DAS HEIDI
Eine vielstimmige Vorstellung übers Herausgerissensein | von Katharina Kummer
Katharina Kummer setzt Motive aus Johanna Spyris Kinderbuch in einen Dialog mit Erfahrungswelten heutiger Menschen.
Photos: Milan Koch
Heidi wird zu ihrem von aller Welt gefürchteten Großvater in die Berge gebracht - und liebt es in der freien Natur: mit den Gezeiten, dem Ziegenpeter… und dem Alten, dessen Herz in Gegenwart der unbekümmerten Enkelin zu schmelzen beginnt. Doch kaum hat Heidi Wurzeln geschlagen, wird sie wieder herausgerissen und nach Frankfurt gebracht. Da soll sie einem Mädchen im Rollstuhl zur Belustigung dienen und beim strengen Fräulein Rottenmeier eine anständige Erziehung genießen.
Die Inszenierung greift den Gegensatz von Zivilisation und Natur auf und erkundet ganz unterschiedliche Lebensweisen. Katharina Kummer lässt durch den bekannten Plot Stimmen von heutigen Menschen erklingen, die aus ihren Leben vom Herausgerissensein, von Migration und Kulturschocks berichten können. Der Rapper Volkan T. spielt die Titelfigur und macht zusammen mit dem Ensemble nicht zuletzt in musikalischer Form die Motive des Stücks erfahrbar für heutige Berliner - ob sie nun hier geboren oder zugezogen sind.
Für sehendes, blindes und sehbehindertes Publikum.
Artikel Morgenpost / Rubrik „Ganz persönlich“:
DAS HEIDI ist der Titel. So wird Heidi tatsächlich im Buch genannt. Ich habe den neutralen Artikel weniger deshalb gewählt, weil ein Mann - der Rapper Volkan T. - Heidi spielt, sondern weil ich Heidi nicht als ein konkretes Schweizer Mädchen erzähle, sondern als Prinzip. Meine Heidi ist eine vielstimmige Vorstellung vom Herausgerissensein. Als ich vor einigen Jahren das Buch las, stellte ich fest, dass Motive, Themen und Ereignisse des Plots oft wortgenau den Erzählungen eines Freundes glichen, der als Kind aus Kurdistan ins Ruhrgebiet migriert war. Die innere Verbindung zur Landschaft, den Wetterlagen, die Beschreibung der Hirten, die Bedeutung der Ziegen und dann - wie bei Heidi - die Erfahrung des Herausgerissenseins: der Kulturschock in der westdeutschen Industriestadt, wo selbst Grünanlagen wirken wie sterile Sparkassenhallen - nicht annähernd vergleichbar mit der Natur, in der man aufgewachsen ist. In Zusammenarbeit mit dem Theater o.N., an das ich immer wieder gerne zurückkomme und das sich mittlerweile wie ein zu Hause anfühlt, ist der Kontakt zu Berliner Jugendlichen gewachsen, deren Stimmen mit denen des Buches verschmelzen. Und eine blinde Performerin ist zum Ensemble dazugestoßen. In Spyris Text findet ein Mädchen durch die Befreiung vom Rollstuhl ihr Glück. Bei uns findet Glück nicht nur in Abwesenheit, sondern auch inklusive sogenannter Behinderungen statt.
Quotes:
Was soll ich erzählen? Keine Ahnung.
Was wolltest du erzählen?
Dann brauchst du auch nix erzählen.
Mein Hobby ist einfach zu Hause bleiben.
Gehst du nie raus?
Und wenn du nur noch einen Tag zu leben hättest, was würdest du dann machen?
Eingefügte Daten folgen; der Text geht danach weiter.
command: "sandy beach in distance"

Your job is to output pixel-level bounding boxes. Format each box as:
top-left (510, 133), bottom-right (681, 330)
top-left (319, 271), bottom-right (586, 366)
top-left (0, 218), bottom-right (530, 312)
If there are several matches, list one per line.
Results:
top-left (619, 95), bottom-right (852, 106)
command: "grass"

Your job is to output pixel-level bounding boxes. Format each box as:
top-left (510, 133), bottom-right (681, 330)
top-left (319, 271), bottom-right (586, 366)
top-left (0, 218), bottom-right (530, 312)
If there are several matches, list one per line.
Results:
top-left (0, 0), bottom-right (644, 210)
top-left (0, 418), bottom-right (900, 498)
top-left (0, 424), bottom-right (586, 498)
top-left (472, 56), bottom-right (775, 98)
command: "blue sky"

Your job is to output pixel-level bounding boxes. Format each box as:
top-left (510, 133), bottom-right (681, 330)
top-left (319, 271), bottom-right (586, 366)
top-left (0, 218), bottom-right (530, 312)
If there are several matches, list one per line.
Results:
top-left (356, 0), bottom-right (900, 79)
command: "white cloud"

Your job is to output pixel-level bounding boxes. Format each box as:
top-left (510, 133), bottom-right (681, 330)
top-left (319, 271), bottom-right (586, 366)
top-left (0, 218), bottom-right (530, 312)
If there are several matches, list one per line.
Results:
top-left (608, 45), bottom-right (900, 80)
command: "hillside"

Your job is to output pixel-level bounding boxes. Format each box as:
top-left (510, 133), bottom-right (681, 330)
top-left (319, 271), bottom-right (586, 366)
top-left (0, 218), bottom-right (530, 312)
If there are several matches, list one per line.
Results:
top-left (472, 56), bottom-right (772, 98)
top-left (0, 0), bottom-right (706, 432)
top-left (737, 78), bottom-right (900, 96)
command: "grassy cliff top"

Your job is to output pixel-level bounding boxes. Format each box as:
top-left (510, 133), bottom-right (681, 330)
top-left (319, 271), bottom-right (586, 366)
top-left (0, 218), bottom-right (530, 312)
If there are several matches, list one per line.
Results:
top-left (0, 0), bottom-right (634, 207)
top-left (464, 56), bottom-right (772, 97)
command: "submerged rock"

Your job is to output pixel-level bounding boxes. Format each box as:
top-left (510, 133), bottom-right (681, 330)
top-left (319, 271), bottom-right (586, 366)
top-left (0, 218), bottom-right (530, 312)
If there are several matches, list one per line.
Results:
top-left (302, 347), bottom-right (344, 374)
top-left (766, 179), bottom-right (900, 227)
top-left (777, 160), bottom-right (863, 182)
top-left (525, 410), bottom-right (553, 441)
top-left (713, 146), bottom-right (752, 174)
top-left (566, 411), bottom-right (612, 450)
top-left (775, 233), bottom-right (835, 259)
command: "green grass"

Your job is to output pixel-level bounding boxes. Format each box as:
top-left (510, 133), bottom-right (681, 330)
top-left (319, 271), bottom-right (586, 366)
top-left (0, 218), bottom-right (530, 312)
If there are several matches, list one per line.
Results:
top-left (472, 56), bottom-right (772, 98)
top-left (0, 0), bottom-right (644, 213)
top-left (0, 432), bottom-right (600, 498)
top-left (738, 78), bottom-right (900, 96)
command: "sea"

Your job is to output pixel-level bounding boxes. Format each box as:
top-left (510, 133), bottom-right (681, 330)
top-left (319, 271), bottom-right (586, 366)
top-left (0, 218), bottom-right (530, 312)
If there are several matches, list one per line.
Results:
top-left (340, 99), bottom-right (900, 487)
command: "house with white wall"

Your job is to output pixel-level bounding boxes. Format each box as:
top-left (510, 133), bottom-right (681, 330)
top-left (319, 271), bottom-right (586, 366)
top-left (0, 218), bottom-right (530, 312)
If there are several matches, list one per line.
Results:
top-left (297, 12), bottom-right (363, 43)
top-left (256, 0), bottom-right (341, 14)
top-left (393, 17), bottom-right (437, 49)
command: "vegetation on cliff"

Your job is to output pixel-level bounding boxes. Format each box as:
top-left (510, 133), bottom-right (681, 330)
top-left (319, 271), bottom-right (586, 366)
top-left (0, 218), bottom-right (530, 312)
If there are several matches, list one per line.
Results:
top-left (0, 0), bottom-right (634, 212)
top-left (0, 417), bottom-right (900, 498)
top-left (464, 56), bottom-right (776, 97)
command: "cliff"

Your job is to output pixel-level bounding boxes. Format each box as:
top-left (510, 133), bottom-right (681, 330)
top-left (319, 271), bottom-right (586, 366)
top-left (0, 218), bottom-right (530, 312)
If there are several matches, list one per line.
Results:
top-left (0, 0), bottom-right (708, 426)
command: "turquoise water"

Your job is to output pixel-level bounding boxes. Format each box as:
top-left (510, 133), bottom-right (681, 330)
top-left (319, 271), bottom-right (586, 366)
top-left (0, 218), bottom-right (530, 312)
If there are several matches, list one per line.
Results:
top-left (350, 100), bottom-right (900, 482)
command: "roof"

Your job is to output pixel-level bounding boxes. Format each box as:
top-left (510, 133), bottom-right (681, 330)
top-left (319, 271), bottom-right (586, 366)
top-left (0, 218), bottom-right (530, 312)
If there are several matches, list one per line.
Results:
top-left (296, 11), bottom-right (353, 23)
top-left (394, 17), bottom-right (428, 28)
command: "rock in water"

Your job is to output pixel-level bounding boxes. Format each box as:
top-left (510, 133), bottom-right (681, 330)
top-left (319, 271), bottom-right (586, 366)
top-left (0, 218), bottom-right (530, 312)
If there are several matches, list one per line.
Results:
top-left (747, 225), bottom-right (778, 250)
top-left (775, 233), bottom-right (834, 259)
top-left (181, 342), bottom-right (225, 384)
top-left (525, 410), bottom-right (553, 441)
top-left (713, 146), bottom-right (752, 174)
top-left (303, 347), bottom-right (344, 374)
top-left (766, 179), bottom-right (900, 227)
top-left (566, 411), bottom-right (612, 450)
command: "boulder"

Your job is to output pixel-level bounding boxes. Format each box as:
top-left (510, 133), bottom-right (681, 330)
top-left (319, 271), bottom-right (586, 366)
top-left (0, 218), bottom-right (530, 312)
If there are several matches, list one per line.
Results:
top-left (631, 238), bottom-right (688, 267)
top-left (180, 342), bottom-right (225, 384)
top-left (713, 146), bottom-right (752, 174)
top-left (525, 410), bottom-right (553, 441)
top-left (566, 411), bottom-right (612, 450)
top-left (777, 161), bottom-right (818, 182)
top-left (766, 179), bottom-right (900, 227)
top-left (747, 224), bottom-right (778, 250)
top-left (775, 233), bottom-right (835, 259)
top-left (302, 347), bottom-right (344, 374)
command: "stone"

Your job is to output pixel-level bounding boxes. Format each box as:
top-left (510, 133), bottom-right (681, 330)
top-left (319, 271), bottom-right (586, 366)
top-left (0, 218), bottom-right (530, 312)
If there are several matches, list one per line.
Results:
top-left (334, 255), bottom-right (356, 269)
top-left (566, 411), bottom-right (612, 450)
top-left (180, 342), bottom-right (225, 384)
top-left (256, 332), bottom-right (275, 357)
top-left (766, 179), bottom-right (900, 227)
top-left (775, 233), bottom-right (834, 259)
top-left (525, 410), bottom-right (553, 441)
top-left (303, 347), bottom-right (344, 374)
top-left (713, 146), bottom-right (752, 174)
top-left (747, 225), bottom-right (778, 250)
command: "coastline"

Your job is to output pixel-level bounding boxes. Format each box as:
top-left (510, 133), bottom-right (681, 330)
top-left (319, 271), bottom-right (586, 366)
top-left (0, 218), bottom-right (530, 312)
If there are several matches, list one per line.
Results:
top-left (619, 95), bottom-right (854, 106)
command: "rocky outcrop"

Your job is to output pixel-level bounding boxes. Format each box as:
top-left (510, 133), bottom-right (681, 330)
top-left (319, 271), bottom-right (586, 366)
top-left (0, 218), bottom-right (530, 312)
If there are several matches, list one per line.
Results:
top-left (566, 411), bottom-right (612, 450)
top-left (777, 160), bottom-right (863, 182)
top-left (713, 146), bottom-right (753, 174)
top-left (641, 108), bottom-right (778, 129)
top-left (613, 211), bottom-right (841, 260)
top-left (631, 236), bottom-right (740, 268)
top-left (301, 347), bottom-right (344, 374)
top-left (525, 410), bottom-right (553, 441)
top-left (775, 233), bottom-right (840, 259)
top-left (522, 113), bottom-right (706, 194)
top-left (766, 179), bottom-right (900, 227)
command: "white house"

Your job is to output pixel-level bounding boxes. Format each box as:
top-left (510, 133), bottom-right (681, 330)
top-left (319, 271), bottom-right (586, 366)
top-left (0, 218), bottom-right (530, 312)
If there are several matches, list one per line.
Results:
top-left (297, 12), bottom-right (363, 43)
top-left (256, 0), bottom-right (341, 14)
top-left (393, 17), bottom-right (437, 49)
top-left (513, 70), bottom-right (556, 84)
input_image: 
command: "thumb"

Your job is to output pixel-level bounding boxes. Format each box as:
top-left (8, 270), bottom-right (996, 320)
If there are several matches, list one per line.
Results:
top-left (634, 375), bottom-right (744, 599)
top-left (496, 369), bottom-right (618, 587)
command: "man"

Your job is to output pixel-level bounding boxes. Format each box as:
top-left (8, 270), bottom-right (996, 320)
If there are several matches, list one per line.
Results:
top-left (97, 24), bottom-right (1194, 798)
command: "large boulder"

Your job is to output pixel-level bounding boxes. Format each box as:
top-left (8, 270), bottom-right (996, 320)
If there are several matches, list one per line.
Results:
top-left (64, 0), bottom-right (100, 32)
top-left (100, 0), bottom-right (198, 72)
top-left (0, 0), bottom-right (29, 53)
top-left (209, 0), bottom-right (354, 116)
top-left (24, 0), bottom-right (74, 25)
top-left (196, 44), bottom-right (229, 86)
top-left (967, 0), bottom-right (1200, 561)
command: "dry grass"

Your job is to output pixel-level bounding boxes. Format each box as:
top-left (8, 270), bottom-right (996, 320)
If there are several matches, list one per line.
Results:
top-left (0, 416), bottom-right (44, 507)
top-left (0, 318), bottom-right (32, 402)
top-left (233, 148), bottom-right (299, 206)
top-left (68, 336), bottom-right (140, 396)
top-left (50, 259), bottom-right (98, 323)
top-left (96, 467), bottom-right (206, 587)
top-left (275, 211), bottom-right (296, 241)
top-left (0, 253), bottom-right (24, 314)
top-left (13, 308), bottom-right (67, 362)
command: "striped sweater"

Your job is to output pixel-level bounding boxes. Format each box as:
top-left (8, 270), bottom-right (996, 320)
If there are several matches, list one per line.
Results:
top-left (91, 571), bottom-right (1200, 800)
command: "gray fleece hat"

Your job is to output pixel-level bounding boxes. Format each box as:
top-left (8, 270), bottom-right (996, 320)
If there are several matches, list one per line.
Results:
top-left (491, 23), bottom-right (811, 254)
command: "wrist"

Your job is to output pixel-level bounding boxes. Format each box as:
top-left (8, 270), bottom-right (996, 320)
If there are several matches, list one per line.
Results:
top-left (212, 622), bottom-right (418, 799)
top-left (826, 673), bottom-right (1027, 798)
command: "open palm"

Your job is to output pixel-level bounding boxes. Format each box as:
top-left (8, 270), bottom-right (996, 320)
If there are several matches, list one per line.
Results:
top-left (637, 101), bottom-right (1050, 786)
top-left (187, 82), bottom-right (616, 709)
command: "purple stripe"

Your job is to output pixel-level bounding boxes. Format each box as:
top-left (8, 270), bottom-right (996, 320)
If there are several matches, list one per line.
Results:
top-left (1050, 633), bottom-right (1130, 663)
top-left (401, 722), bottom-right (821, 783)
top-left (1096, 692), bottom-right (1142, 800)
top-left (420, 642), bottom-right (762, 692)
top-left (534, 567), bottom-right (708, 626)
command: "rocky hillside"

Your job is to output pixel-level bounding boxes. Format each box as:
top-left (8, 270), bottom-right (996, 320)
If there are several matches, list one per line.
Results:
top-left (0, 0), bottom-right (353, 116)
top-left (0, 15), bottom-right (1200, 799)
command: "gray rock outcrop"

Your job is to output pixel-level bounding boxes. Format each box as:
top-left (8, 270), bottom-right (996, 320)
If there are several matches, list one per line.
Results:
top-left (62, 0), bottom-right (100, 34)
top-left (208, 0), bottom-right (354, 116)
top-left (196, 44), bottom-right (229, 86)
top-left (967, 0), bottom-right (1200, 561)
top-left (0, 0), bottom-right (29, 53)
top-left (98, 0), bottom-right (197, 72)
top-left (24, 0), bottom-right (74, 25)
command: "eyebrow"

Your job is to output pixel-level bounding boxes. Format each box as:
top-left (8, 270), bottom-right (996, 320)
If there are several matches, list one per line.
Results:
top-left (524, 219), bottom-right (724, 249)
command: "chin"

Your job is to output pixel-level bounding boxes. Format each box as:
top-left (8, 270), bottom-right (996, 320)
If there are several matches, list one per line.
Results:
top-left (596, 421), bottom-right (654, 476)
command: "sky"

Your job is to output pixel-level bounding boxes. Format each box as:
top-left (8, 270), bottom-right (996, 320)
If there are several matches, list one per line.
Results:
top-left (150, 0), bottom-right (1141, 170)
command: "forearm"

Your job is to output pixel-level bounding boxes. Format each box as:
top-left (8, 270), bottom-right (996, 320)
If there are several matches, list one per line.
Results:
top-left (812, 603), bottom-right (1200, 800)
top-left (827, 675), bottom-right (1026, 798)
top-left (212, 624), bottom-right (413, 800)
Weiß nicht. Rausgehen vielleicht.
Arie des Öhi
…und wenn ich mit meinem dicken Stock
im Jahr einmal herunterkomme,
so weicht mir alles aus
ALLE: und muss sich vor ihm fürchten
Großmutter: Siehst Du, wenn man nichts sehen kann, dann hört man gern ein freundliches Wort. Ich kann übrigens wirklich nicht sehen. Steht auch im Pressetext: Dem Ensemble gehört eine blinde Performerin an. Die bin ich, Silja Korn. Komm, Volkan T., du Titelfigur, setz Dich zu mir und erzähl mir etwas.